Jones, Linda K.; Falkenberg, Eugene
Community Education Research Digest, v5 n1 p49-58 1990
This paper presents findings of a study that examined the effect of community education on citizens' attitudes over the school years 1985-86 through 1987-88. Bronfenbrenner's ecological framework (1979) for describing the interdependency of community relationships was used to assess the impact of the community-education process on citizens' and students' attitudes. Data were collected through a survey of residents, school personnel, service-agency personnel, and students at two schools in Lethbridge School District, Alberta (Canada); interviews with community residents; and observation of community forums. One school was a community school, designed and staffed to follow the Alberta (Canada) Community School guidelines; and the other was a mandated fine-arts elementary school. A significant difference in citizen participation was found to exist among the four ecological system levels (micro, meso, exo, and macro). Community education appeared to affect citizens' attitudes differently, depending on the ecological distance of the relationships between citizens and the school process.
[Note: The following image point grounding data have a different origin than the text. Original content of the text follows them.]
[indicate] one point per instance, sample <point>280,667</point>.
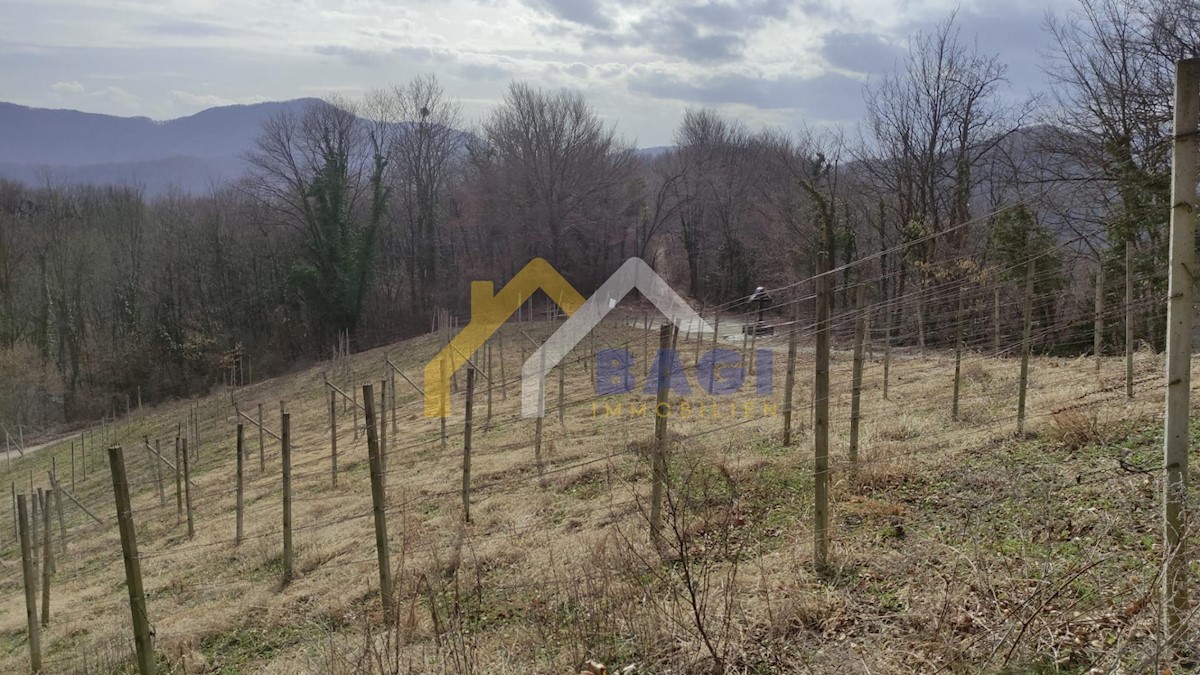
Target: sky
<point>641,63</point>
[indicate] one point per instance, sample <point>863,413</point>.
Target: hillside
<point>957,545</point>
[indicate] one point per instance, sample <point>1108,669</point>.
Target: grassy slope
<point>955,545</point>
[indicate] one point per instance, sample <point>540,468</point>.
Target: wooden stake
<point>240,488</point>
<point>790,380</point>
<point>661,411</point>
<point>378,506</point>
<point>856,387</point>
<point>28,574</point>
<point>821,420</point>
<point>187,493</point>
<point>1098,320</point>
<point>1128,318</point>
<point>47,556</point>
<point>286,460</point>
<point>958,357</point>
<point>333,436</point>
<point>157,473</point>
<point>142,638</point>
<point>262,454</point>
<point>1180,309</point>
<point>468,414</point>
<point>58,507</point>
<point>179,482</point>
<point>1026,335</point>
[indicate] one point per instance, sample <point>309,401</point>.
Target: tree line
<point>363,216</point>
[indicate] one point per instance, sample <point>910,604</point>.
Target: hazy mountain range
<point>192,153</point>
<point>40,145</point>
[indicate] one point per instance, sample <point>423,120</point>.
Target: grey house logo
<point>634,273</point>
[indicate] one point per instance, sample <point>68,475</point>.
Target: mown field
<point>957,545</point>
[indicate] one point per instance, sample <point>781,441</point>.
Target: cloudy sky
<point>640,61</point>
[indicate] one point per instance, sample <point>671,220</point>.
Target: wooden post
<point>378,506</point>
<point>142,637</point>
<point>1180,308</point>
<point>1128,318</point>
<point>157,473</point>
<point>821,420</point>
<point>333,436</point>
<point>47,556</point>
<point>856,386</point>
<point>383,426</point>
<point>241,455</point>
<point>286,460</point>
<point>1026,335</point>
<point>504,383</point>
<point>661,410</point>
<point>443,398</point>
<point>541,416</point>
<point>262,454</point>
<point>28,574</point>
<point>562,395</point>
<point>888,315</point>
<point>187,491</point>
<point>58,507</point>
<point>1098,320</point>
<point>995,321</point>
<point>958,357</point>
<point>790,380</point>
<point>179,482</point>
<point>468,414</point>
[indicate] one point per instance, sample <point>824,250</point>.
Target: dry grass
<point>955,545</point>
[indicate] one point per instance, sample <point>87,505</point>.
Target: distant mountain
<point>189,153</point>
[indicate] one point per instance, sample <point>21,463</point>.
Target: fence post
<point>286,460</point>
<point>47,555</point>
<point>179,485</point>
<point>821,420</point>
<point>241,454</point>
<point>262,453</point>
<point>661,410</point>
<point>378,505</point>
<point>157,472</point>
<point>58,507</point>
<point>1128,318</point>
<point>468,419</point>
<point>995,321</point>
<point>856,386</point>
<point>383,426</point>
<point>1026,335</point>
<point>1180,309</point>
<point>790,380</point>
<point>333,436</point>
<point>142,638</point>
<point>958,357</point>
<point>443,398</point>
<point>487,420</point>
<point>187,491</point>
<point>1098,321</point>
<point>28,574</point>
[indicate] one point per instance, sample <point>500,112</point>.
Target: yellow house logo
<point>489,311</point>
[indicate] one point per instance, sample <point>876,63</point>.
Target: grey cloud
<point>861,52</point>
<point>484,72</point>
<point>187,28</point>
<point>829,96</point>
<point>583,12</point>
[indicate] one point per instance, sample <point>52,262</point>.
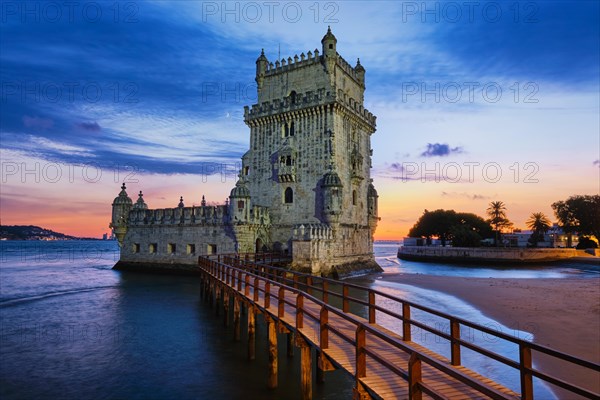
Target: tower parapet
<point>121,206</point>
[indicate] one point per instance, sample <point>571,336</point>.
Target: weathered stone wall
<point>465,254</point>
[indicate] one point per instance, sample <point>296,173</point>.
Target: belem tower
<point>304,187</point>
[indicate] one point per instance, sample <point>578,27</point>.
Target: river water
<point>71,328</point>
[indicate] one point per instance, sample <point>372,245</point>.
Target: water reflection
<point>386,256</point>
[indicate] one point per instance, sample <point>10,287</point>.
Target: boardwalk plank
<point>382,381</point>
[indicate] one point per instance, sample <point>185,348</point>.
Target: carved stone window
<point>288,196</point>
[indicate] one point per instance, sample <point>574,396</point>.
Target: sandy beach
<point>561,313</point>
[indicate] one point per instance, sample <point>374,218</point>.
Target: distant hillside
<point>31,232</point>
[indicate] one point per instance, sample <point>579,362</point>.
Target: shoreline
<point>561,313</point>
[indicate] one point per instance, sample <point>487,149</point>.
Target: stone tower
<point>310,158</point>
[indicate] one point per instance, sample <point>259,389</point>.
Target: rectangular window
<point>191,248</point>
<point>212,249</point>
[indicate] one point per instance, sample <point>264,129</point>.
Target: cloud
<point>37,122</point>
<point>89,126</point>
<point>440,150</point>
<point>471,196</point>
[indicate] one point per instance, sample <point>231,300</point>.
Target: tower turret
<point>261,69</point>
<point>332,197</point>
<point>329,43</point>
<point>140,204</point>
<point>360,72</point>
<point>372,200</point>
<point>120,216</point>
<point>239,201</point>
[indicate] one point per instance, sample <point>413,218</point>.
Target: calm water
<point>70,327</point>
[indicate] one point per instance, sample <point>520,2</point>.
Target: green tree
<point>463,236</point>
<point>497,218</point>
<point>464,229</point>
<point>539,224</point>
<point>579,213</point>
<point>434,223</point>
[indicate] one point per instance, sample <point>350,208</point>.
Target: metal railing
<point>305,285</point>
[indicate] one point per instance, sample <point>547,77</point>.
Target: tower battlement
<point>304,187</point>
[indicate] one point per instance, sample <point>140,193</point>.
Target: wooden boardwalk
<point>384,363</point>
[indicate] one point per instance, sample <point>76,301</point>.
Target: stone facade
<point>304,187</point>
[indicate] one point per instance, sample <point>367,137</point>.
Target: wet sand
<point>563,314</point>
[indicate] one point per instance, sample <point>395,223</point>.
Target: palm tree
<point>497,213</point>
<point>539,224</point>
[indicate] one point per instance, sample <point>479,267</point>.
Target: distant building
<point>304,187</point>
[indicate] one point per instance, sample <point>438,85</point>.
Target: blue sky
<point>161,86</point>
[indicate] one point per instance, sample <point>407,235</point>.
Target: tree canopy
<point>579,213</point>
<point>539,224</point>
<point>497,218</point>
<point>464,229</point>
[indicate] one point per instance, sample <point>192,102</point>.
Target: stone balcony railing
<point>312,232</point>
<point>287,173</point>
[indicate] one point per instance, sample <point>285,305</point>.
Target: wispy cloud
<point>440,150</point>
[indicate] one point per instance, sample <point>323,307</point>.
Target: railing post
<point>406,322</point>
<point>256,289</point>
<point>309,285</point>
<point>272,334</point>
<point>236,317</point>
<point>345,300</point>
<point>281,302</point>
<point>361,356</point>
<point>299,311</point>
<point>251,332</point>
<point>414,377</point>
<point>525,370</point>
<point>267,303</point>
<point>371,307</point>
<point>323,321</point>
<point>455,344</point>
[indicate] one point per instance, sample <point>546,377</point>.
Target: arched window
<point>288,196</point>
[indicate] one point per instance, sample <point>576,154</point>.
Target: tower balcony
<point>287,173</point>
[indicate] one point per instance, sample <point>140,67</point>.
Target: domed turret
<point>239,204</point>
<point>122,198</point>
<point>372,200</point>
<point>261,68</point>
<point>331,179</point>
<point>240,190</point>
<point>140,204</point>
<point>360,71</point>
<point>120,215</point>
<point>329,43</point>
<point>332,186</point>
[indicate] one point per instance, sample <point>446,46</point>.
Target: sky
<point>475,102</point>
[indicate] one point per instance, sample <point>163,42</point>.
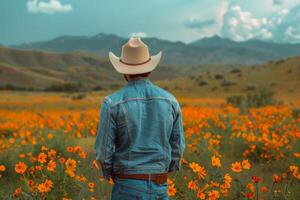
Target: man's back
<point>143,130</point>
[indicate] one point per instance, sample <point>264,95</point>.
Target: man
<point>140,137</point>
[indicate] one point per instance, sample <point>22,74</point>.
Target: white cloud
<point>199,23</point>
<point>233,22</point>
<point>138,34</point>
<point>49,7</point>
<point>278,2</point>
<point>241,25</point>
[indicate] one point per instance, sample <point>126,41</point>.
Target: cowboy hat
<point>135,58</point>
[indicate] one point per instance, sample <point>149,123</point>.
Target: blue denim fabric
<point>130,189</point>
<point>140,131</point>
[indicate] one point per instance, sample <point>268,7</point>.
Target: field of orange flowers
<point>46,150</point>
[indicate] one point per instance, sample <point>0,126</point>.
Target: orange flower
<point>50,136</point>
<point>250,187</point>
<point>82,154</point>
<point>215,161</point>
<point>62,160</point>
<point>214,194</point>
<point>39,167</point>
<point>2,168</point>
<point>44,148</point>
<point>48,184</point>
<point>200,194</point>
<point>199,169</point>
<point>192,185</point>
<point>51,154</point>
<point>236,167</point>
<point>45,187</point>
<point>20,167</point>
<point>171,190</point>
<point>30,182</point>
<point>70,149</point>
<point>51,166</point>
<point>70,172</point>
<point>77,149</point>
<point>42,158</point>
<point>91,185</point>
<point>70,164</point>
<point>264,189</point>
<point>246,164</point>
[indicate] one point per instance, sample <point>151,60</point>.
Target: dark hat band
<point>135,63</point>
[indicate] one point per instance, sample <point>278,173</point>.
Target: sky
<point>24,21</point>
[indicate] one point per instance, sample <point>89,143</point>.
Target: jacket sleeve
<point>177,140</point>
<point>105,140</point>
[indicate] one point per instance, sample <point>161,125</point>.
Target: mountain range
<point>213,50</point>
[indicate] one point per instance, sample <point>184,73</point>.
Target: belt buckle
<point>160,179</point>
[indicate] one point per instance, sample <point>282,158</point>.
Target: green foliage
<point>296,112</point>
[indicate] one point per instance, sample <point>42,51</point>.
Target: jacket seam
<point>149,98</point>
<point>127,130</point>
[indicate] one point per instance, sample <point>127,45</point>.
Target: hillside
<point>282,77</point>
<point>214,50</point>
<point>38,70</point>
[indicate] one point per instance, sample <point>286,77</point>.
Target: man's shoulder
<point>164,93</point>
<point>125,93</point>
<point>115,96</point>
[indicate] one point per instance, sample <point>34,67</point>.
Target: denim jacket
<point>140,131</point>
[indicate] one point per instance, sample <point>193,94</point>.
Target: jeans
<point>134,189</point>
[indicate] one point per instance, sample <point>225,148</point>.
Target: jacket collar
<point>139,80</point>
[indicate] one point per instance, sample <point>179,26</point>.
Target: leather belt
<point>158,178</point>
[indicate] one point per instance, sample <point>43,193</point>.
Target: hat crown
<point>135,51</point>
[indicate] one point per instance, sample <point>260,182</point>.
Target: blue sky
<point>184,20</point>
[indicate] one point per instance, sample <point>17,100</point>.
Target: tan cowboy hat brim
<point>134,69</point>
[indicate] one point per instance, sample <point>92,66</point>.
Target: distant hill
<point>39,70</point>
<point>281,77</point>
<point>214,50</point>
<point>42,70</point>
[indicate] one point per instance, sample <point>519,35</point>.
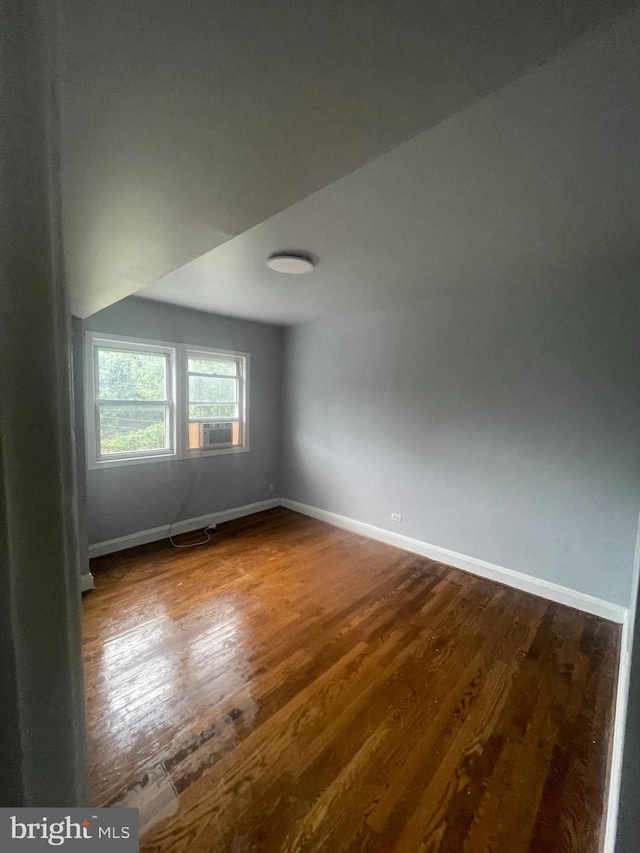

The ecological model was successful in differentiating citizens' and students' attitudes toward their relationships with the school process. The model generated moderately significant results when used to determine differences between the community schools and the control school. A tentative conclusion is that the ecological model was effective in describing the neighborhood school environments and in assessing how and to what extent the school process interacts with students; it was moderately effective in assessing the effect of school process on citizens. Two figures and six tables are included. (LMI)
Publication Type: Reports - Research; Journal Articles
Education Level: N/A
Audience: N/A
Language: English
Sponsor: Social Sciences and Humanities Research Council of Canada, Ottawa (Ontario).